Grassroots criminal justice implementation efforts will be given a kick-start across Asia over the next year as the eleven winners of the 2010 JusticeMakers each receive US$5000 seed funding to realize their innovative criminal justice implementation projects.
This year’s competition saw an unprecedented 112 applications received by IBJ, with the winners selected by an expert judging panel comprised of criminal justice leaders from throughout Asia and the United States. Winners included applicants from Azerbaijan, Bangladesh, Georgia, India, Indonesia, Malaysia, Pakistan, the Philippines, Sri Lanka and Vietnam, each with their own unique stories behind their passion for justice.
Reading the winners’ applications makes it difficult not to share their enthusiasm for positive change and community empowerment. Inspired by a farmer’s courage in giving evidence against a landowner who had burnt down the farmer’s house in an act of intimidation, Rosselynn Jae de la Cruz (Philippines) is creating a paralegal class to train local women as paralegals, so they may quickly respond to arrests in agrarian communities of the Bondoc Peninsula.
Muhammad Waqas Abid (Pakistan) grew up in very poor community and witnessed human rights violations throughout his childhood.
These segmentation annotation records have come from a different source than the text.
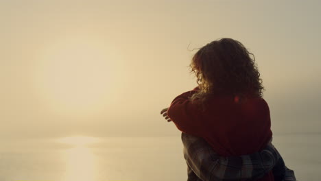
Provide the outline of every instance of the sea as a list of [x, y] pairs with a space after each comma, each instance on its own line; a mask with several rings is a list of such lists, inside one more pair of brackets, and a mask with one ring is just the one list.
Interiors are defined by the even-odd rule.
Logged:
[[[0, 181], [187, 179], [179, 136], [0, 141]], [[297, 180], [321, 180], [321, 134], [274, 134], [273, 143]]]

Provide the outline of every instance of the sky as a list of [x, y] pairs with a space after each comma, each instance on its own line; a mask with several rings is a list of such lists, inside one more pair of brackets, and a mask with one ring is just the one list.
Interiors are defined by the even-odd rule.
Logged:
[[255, 56], [274, 134], [320, 133], [320, 1], [0, 0], [0, 136], [178, 135], [193, 49]]

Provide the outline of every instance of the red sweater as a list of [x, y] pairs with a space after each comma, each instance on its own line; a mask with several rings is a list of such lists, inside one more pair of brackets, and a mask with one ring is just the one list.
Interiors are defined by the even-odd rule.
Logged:
[[[188, 97], [197, 88], [176, 97], [167, 115], [180, 131], [204, 138], [217, 154], [249, 154], [262, 149], [272, 138], [268, 104], [263, 98], [239, 103], [231, 96], [213, 96], [206, 111]], [[262, 180], [274, 180], [270, 172]]]

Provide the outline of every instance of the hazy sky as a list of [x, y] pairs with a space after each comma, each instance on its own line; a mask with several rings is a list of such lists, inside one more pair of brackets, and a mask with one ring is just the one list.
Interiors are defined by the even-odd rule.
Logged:
[[[275, 134], [320, 132], [320, 1], [0, 0], [0, 136], [169, 136], [219, 38], [255, 55]], [[189, 47], [188, 46], [189, 45]]]

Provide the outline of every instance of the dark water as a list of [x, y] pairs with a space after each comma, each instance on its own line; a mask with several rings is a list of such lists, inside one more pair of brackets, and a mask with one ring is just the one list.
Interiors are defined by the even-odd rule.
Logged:
[[[321, 134], [274, 135], [298, 180], [320, 180]], [[179, 136], [99, 138], [93, 143], [2, 140], [0, 180], [186, 180]], [[84, 144], [83, 144], [84, 143]]]

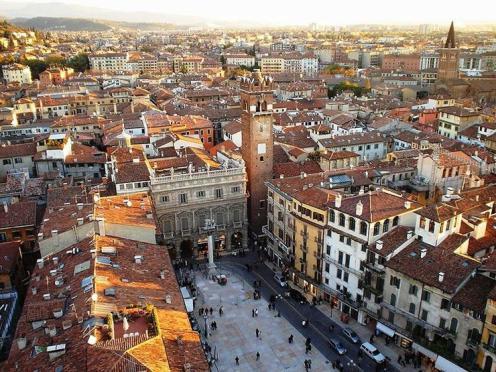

He established Good Thinkers Organization, a grassroots-level NGO that works for the welfare and development of marginalized segments of society in Pakistan. He will use this established network to conduct ten seminars in rural areas of Punjab to educate brick kiln workers and agricultural laborers, those most susceptible to legal rights abuse, about their legal rights.
Not all JusticeMakers projects take an education and awareness-raising strategy. H.M. Harshi Chitrangi Perera (Sri Lanka) will build a systematic and competent pool of legal resources to provide direct legal aid to female pre-trial detainees. She will also compile a study on the state of female prison inmates for publication.
Additionally, in the people’s choice award, members of the online Justicemakers.net community voted in favor of Junaid Khalid Shaikh’s proposal to establish legal and judicial camps in support of human rights to address the problem of lack of awareness about access to justice issues amongst community leaders in Karachi, Pakistan. Junaid’s proposal was rated by an impressive 398 people, and over 4500 online votes were cast in one month by the justicemakers.net community to show their support for their favorite projects.
See the complete list of 2010 JusticeMakers fellows, along with their winning project proposals at www.justicemakers.net/2010fellows.
From all of us at IBJ, we congratulate the winners and thank all the applicants for their refusal to let justice wait.